Ustawa o Centralnej Ewidencji Kierowców i Centralnej Ewidencji Pojazdów miała ułatwić życie kierowcom, którym zdarzyło się zapomnieć dokumentów – projekt nie otrzymał jednak poparcia.
O propozycjach, jakie miało MSWiA, pisaliśmy w kwietniu. Największe zainteresowanie budziła informacja, jakoby od wiosny 2012 możliwa była jazda na dowód. W razie kontroli drogowej policjant wszelkie dane dotyczące ubezpieczenia i przeglądu pojazdu, punktów karnych kierowcy i kategorii prawa jazdy, jaką posiada, miałby znaleźć w komputerze. Wszystko to dzięki ustawie o Centralnej Ewidencji Kierowców i Centralnej Ewidencji Pojazdów.
Jednak Ministerstwo Skarbu Państwa, służby specjalne oraz ABW wypowiedziały się na temat takiego rozwiązania krytycznie, więc niskie jest prawdopodobieństwo, że system komputerowy zawita wkrótce do Polski.
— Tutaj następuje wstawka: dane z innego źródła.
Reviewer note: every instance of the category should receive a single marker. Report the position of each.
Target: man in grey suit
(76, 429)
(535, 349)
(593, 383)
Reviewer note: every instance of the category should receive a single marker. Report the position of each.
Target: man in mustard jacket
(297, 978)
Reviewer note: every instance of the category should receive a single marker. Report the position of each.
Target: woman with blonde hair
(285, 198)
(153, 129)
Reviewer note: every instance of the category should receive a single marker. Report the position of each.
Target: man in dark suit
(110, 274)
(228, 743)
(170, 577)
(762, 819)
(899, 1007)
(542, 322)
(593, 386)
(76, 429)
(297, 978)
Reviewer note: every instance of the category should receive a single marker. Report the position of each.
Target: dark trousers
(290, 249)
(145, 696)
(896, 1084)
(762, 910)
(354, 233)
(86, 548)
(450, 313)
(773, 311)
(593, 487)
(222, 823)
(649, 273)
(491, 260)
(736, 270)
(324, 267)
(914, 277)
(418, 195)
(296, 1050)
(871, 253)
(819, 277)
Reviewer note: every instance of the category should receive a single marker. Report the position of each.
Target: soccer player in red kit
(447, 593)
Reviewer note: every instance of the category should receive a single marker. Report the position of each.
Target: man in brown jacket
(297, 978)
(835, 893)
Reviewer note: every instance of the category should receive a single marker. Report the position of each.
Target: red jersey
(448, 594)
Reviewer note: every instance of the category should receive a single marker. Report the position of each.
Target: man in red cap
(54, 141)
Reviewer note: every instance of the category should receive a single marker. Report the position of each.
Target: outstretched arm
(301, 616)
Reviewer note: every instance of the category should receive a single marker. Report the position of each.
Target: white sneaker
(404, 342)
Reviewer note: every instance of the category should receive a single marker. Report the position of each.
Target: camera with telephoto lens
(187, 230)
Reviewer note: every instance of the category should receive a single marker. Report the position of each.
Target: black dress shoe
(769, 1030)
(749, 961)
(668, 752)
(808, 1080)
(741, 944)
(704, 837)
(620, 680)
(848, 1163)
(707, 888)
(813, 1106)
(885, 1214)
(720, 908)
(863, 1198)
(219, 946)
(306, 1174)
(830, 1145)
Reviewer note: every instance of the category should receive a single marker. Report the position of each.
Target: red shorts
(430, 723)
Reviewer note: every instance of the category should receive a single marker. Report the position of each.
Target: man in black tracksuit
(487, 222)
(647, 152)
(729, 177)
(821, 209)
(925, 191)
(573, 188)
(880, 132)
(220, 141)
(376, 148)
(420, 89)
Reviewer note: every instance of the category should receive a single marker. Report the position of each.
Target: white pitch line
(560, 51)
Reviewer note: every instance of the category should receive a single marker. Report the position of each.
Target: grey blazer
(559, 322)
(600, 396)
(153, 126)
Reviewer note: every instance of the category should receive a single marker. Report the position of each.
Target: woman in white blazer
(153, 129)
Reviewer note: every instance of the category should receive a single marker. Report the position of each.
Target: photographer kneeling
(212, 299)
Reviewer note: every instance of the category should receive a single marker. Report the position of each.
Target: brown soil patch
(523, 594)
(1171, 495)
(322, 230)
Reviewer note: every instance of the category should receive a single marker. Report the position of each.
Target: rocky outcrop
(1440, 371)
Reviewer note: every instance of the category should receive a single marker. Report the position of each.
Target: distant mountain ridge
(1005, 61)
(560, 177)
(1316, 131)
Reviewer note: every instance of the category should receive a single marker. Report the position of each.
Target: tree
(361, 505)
Zdaniem urzędników, problem może pojawić się, gdy nie będzie już centralnego punktu wydawania dokumentów (obecnie PWPW SA), co może prowadzić do sytuacji, że ginąć będą blankiety, na których rejestrowane będą następnie pojazdy kradzione.
Jazda na dowód jest praktykowana w USA, podczas gdy w Wielkiej Brytanii policja na podstawie samego tylko numeru rejestracyjnego może odszukać w systemie wszystkie istotne informacje na temat pojazdu i jego właściciela.
Na razie nie wiadomo, czy pozostałe propozycje MSWiA zostały rozpatrzone pozytywnie i ile z nich ma szanse na rzeczywiste wejście w życie.